British-bred Thoroughbred racehorse

Superpower (15 February 1986 - after 2002) was a British Thoroughbred racehorse and sire. He was a fast and precocious two-year-old who won his first six races including the National Stakes and the Norfolk Stakes and went on to record his biggest win in the Group 1 Phoenix Stakes. He failed to win in four starts as a three-year-old and was then retired to stud. He had moderate results as a breeding stallion.

==Background==
Superpower was a bay horse bred in England by Mr & Mrs D A Hicks. During his racing career he was owned by Mrs Poh-Lian Yong and trained by Bill O'Gorman at Newmarket, Suffolk. O'Gorman had built his reputation by training precociously fast two-year-olds, most notably the 1984 British Horse of the Year Provideo.

He was sired by Superlative who was trained by O'Gorman to win the July Stakes and the Flying Childers Stakes in 1983. The best of his other progeny was the German-trained Kornado whose wins included the Group 1 Grosser Preis von Berlin. Superpower's dam Champ d'Avril was a "useful" sprinter who won two races from eleven starts.

==Racing career==
===1988: two-year-old season===
Superpower was ridden in his first eight races by Tony Ives. The colt made his debut in a maiden race over five furlongs at Newmarket Racecourse on 14 April and won by a length from Windsor Park after taking the lead soon after the start. Superpower quickly ran up a sequence of wins, taking minor events over five furlongs at Newmarket on 29 April, Windsor on 16 May and Folkestone on 23 May. On 31 May he was stepped up in class for the Listed National Stakes over five furlongs at Sandown Park and started 3/1 second favourite behind the Ian Balding-trained Optaria. He led for most of the way and ran on well in the closing stages to win by a length from Shuttlecock Corner. Superpower was moved up again in class for the Group 3 Norfolk Stakes at Royal Ascot on 16 June. Starting the even money favourite against nine opponents he took the lead soon after the start and won "comfortably" by two and a half lengths to take his winning run to six.
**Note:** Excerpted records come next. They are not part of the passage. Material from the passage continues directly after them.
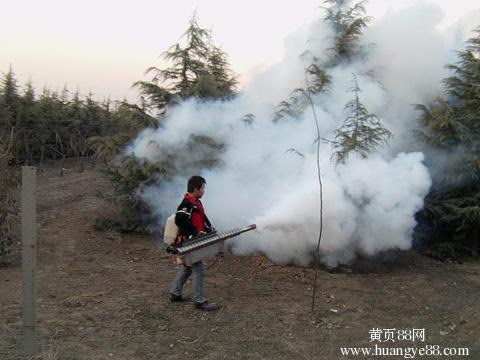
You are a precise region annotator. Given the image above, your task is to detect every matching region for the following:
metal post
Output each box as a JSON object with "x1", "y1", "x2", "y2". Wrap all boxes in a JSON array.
[{"x1": 21, "y1": 166, "x2": 37, "y2": 356}]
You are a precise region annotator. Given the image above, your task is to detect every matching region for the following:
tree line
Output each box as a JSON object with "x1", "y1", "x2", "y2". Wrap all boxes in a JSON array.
[{"x1": 0, "y1": 0, "x2": 480, "y2": 259}]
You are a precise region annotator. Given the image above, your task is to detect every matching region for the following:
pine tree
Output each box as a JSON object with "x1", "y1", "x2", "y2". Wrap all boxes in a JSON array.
[
  {"x1": 331, "y1": 74, "x2": 392, "y2": 164},
  {"x1": 134, "y1": 14, "x2": 237, "y2": 113},
  {"x1": 323, "y1": 0, "x2": 372, "y2": 64},
  {"x1": 417, "y1": 27, "x2": 480, "y2": 259}
]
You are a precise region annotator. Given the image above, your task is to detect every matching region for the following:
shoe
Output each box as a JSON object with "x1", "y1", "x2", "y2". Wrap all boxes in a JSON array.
[
  {"x1": 170, "y1": 294, "x2": 187, "y2": 302},
  {"x1": 195, "y1": 301, "x2": 220, "y2": 311}
]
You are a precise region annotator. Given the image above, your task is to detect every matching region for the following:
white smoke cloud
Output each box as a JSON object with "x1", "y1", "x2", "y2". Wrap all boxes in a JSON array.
[{"x1": 125, "y1": 5, "x2": 478, "y2": 265}]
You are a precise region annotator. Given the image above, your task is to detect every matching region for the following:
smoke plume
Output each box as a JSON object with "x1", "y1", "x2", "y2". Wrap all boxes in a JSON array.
[{"x1": 128, "y1": 4, "x2": 478, "y2": 265}]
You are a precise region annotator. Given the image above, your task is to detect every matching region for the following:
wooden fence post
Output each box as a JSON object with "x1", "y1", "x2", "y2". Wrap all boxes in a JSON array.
[{"x1": 21, "y1": 166, "x2": 37, "y2": 356}]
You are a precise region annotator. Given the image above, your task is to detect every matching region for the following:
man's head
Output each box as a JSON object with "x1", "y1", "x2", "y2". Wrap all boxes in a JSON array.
[{"x1": 187, "y1": 175, "x2": 207, "y2": 199}]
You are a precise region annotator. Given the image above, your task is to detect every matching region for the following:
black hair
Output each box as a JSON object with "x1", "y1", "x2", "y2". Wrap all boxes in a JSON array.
[{"x1": 187, "y1": 175, "x2": 207, "y2": 193}]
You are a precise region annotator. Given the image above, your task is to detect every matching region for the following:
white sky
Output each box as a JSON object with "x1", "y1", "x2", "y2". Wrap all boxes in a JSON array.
[{"x1": 0, "y1": 0, "x2": 480, "y2": 101}]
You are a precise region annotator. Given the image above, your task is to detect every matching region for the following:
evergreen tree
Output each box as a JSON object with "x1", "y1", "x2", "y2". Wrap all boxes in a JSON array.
[
  {"x1": 134, "y1": 14, "x2": 237, "y2": 113},
  {"x1": 323, "y1": 0, "x2": 372, "y2": 64},
  {"x1": 417, "y1": 27, "x2": 480, "y2": 258},
  {"x1": 331, "y1": 74, "x2": 392, "y2": 164}
]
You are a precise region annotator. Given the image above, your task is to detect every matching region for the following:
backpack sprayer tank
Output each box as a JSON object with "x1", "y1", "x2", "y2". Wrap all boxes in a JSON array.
[{"x1": 163, "y1": 214, "x2": 178, "y2": 245}]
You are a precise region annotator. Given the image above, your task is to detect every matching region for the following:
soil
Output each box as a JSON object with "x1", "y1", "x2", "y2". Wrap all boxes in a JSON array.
[{"x1": 0, "y1": 165, "x2": 480, "y2": 360}]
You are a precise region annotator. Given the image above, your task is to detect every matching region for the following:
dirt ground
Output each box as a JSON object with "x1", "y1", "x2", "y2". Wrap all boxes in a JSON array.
[{"x1": 0, "y1": 164, "x2": 480, "y2": 360}]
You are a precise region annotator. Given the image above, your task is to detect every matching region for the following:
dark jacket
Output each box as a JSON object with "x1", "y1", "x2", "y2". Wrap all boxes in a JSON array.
[{"x1": 175, "y1": 194, "x2": 212, "y2": 242}]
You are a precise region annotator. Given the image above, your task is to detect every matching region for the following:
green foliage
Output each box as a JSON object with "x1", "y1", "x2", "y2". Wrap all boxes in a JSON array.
[
  {"x1": 0, "y1": 130, "x2": 17, "y2": 260},
  {"x1": 95, "y1": 14, "x2": 236, "y2": 231},
  {"x1": 417, "y1": 28, "x2": 480, "y2": 259},
  {"x1": 273, "y1": 58, "x2": 331, "y2": 122},
  {"x1": 330, "y1": 74, "x2": 392, "y2": 164},
  {"x1": 323, "y1": 0, "x2": 372, "y2": 64},
  {"x1": 96, "y1": 156, "x2": 167, "y2": 232},
  {"x1": 134, "y1": 14, "x2": 237, "y2": 114}
]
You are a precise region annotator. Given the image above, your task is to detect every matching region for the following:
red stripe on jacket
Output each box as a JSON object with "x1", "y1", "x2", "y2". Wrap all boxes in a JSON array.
[{"x1": 185, "y1": 193, "x2": 207, "y2": 232}]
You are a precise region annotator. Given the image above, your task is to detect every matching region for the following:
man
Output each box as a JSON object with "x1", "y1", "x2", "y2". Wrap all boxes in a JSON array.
[{"x1": 170, "y1": 176, "x2": 219, "y2": 311}]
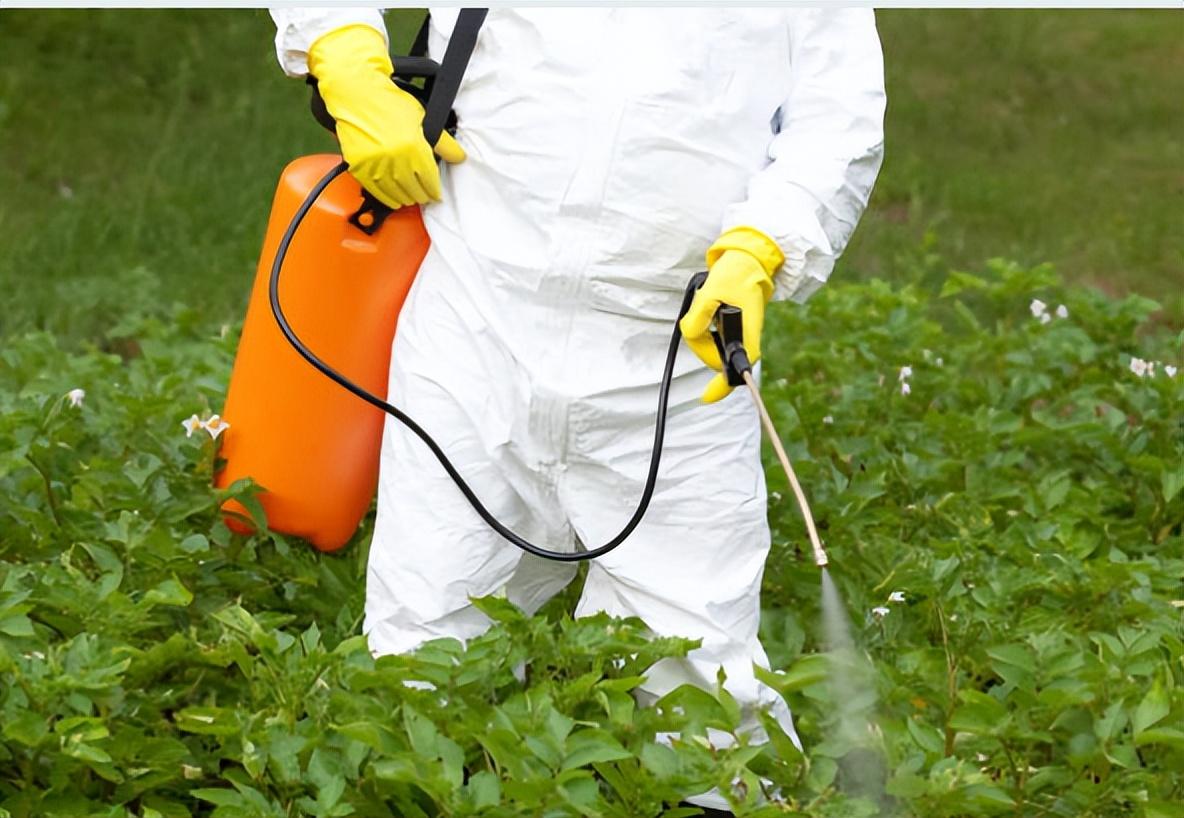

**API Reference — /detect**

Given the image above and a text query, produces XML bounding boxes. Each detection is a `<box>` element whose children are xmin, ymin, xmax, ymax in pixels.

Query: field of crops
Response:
<box><xmin>0</xmin><ymin>259</ymin><xmax>1184</xmax><ymax>818</ymax></box>
<box><xmin>0</xmin><ymin>11</ymin><xmax>1184</xmax><ymax>818</ymax></box>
On 5 July Superpower started 4/11 favourite for the Chesterfield Stakes at Newmarket but sustained his first defeat as he was overtaken in the final strides and beaten into second place by the outsider Four-Legged Friend. Later that month he was sent to France for the Prix Robert Papin over 1100 metres at Maisons-Laffitte Racecourse and came home third of the nine runners behind Philippi. Walter Swinburn took over the ride when the colt was sent to Ireland to contest the Group 1 Phoenix Stakes over six furlongs at Phoenix Park Racecourse on 7 August. The French filly Tersa (winner of the Prix du Bois) started favourite ahead of Heather Seeker (Curragh Stakes) and Gloriella (Queen Mary Stakes) with Superpower next in the betting on 6/1. The colt started quickly, took the lead in the opening strides and was never headed, winning "easily" by three lengths from Run To Jenny.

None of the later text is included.